“В последний раз выиграть схватку в Марселе, — думал Бабушкин. — Уложить всех на лопатки!” О многом, что присутствовало в сознании, не хотелось вспоминать. Среди многих мыслей не терялась черная нить, завязавшаяся узелком между им и Леру. Из Сингапура “вилась веревочка”, опустилась на дно и всплыла в Марселе, когда Бабушкин и Афоня сели на мель. Прежде чем взять к себе на службу двух молодцов, Леру хорошо обдумал все выгоды для себя и отрицательные стороны сделки. Русские — нет знакомых и близких во Франции, кому они смогут говорить про него, да и кто станет их слушать. Моряки! Эти двое заменят весь экипаж яхты. Бабушкин — богатырь, при случае станет телохранителем. И во всякое время, когда он, Леру, решит, он легко от них отделается. Афоня неполноценен. Но здесь Леру ошибался. Афоня все видел, запоминал, впечатления прятал до времени. Иногда Афоня удивлял Бабушкина, но, пораздумав, Василий всегда находил объяснение. Теперь на палубе “Цыганки” Афоня вдруг сказал:
— Обходим вокруг Италии и — через Дарданеллы!.. Черное море — родное, и в первый порт. Какой будет?

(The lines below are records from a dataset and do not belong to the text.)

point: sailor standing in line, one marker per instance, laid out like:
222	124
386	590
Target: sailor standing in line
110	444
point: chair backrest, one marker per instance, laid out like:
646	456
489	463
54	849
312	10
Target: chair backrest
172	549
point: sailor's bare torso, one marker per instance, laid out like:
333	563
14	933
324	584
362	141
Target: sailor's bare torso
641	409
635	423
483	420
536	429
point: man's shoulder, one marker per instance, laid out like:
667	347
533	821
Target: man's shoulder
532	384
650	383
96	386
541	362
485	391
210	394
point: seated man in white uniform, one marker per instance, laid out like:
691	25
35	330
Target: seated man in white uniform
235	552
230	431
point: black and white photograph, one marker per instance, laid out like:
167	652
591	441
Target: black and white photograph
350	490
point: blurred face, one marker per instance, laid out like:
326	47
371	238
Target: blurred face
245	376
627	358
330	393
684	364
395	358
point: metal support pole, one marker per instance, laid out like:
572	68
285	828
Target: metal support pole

— Батум, — сказал Бабушкин, еще не понимая, что привело друга к этой мысли, что это за план и какое место в нем займет владелец судна.
— В Батуме продадим “Цыганку”.
— Вот как!
— Затемно снимаемся с якоря.
— Я — что! Я готов плыть на спине. — Бабушкин знал, что его друг не терпел прямых возражений. Надо было дело представить ему так, чтобы он сам отказался от своей мысли.
— Зачем на спине! Карту треба достать.
— Да, плыть вслепую — лучше и не стараться.
— Загодя я раздобыл карты.
— Тогда всё. А погоня?
— А кто догонит “Цыганку”?
— А Леру? Заработает телеграф. Афоня, как видно, все хорошо продумал.
— Леру что! Леру не пикнет.
— Ты что же, заткнешь ему глотку?
Слова Томилина, которые он услышал в салоне, “твердый товарный рубль”, как серебряными рублями, одарили Афоню. Значит, ушли в прошлое разруха, бескормица, ветер перемен унес с собой керенки и бумажные миллиарды.
— Сам заткнется, когда полетит в море.
Бабушкин пристально поглядел в глаза другу, Афоня выдержал взгляд. Василий присвистнул: предстояло трудное объяснение.
— А гостей спишем на берег? Они поднимут на ноги полицейских. Нас перехватят через пару часов.
Афоня доверчиво заулыбался: надо же — такое простодушие!
— Путилова и барона — в мешки! Привезем на расправу домой.
Вот это план! Видать, Афоня решил действовать не с кондачка. Надо быть строгим с ним, а то, чего доброго, один устроит бунт на корабле.
— Слушай и повторяй за мной: это делать нельзя.
— Это делать… нельзя. Пошто так?
— Мы не пираты, не душегубы.
— Не душегубы… — И тут взбунтовался: — А в России буржуев к ногтю! Душегубы, пираты — они! — показал на салон.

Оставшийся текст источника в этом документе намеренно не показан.